Ghana’s economy expanded 7.1 percent last year, led by faster growth in banking and insurance services, while inflation soared as the currency continued to slide.
Banking and insurance surged 23.2 percent, boosting overall growth in services to 8.9 percent, Philomena Nyarko, an official at the Ghana Statistical Service, told reporters today in the capital, Accra.
Inflation accelerated for a seventh month to 14.5 percent in March from 14 percent in the previous month, she said.
Ghana’s economy, the biggest in West Africa after Nigeria, is at risk as the government struggles to contain its budget and current-account deficits, contributing to the currency’s 13 percent plunge against the dollar this year.
Fitch Ratings cut its outlook on Ghana’s debt last month to negative from stable, five months after downgrading the rating by one level to B.

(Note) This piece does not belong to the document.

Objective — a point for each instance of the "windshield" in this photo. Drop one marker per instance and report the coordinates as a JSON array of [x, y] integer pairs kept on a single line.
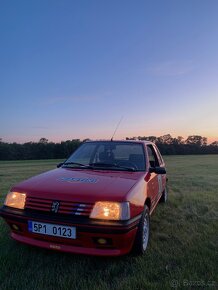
[[109, 154]]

The cedi fell 0.4 percent against the dollar to 2.73 as of 12:25 p.m. in Accra.
Economic growth slowed last year from 8.8 percent in 2012, Nyarko said.
Industry output, which includes manufacturing and oil production, expanded 7 percent in 2013 while agriculture rose 5.2 percent.
An eight-month legal tussle over 2012 presidential results and erratic power supply curbed investor appetite last year, with foreign direct investment declining 18 percent to $3.95 billion, according to the Ghana Investment Promotion Centre.
The economy expanded 4.9 percent in the fourth quarter from a year earlier, Nyarko said. That was the same pace as in the third quarter, which was revised up from 0.3 percent.
Ghana’s central bank tightened monetary policy on April 2 by raising the cash reserve requirement for lenders to 11 percent from 9 percent.
It left the benchmark interest rate unchanged at 18 percent, after boosting it by 200 basis points in February to help bolster the currency and curb inflation.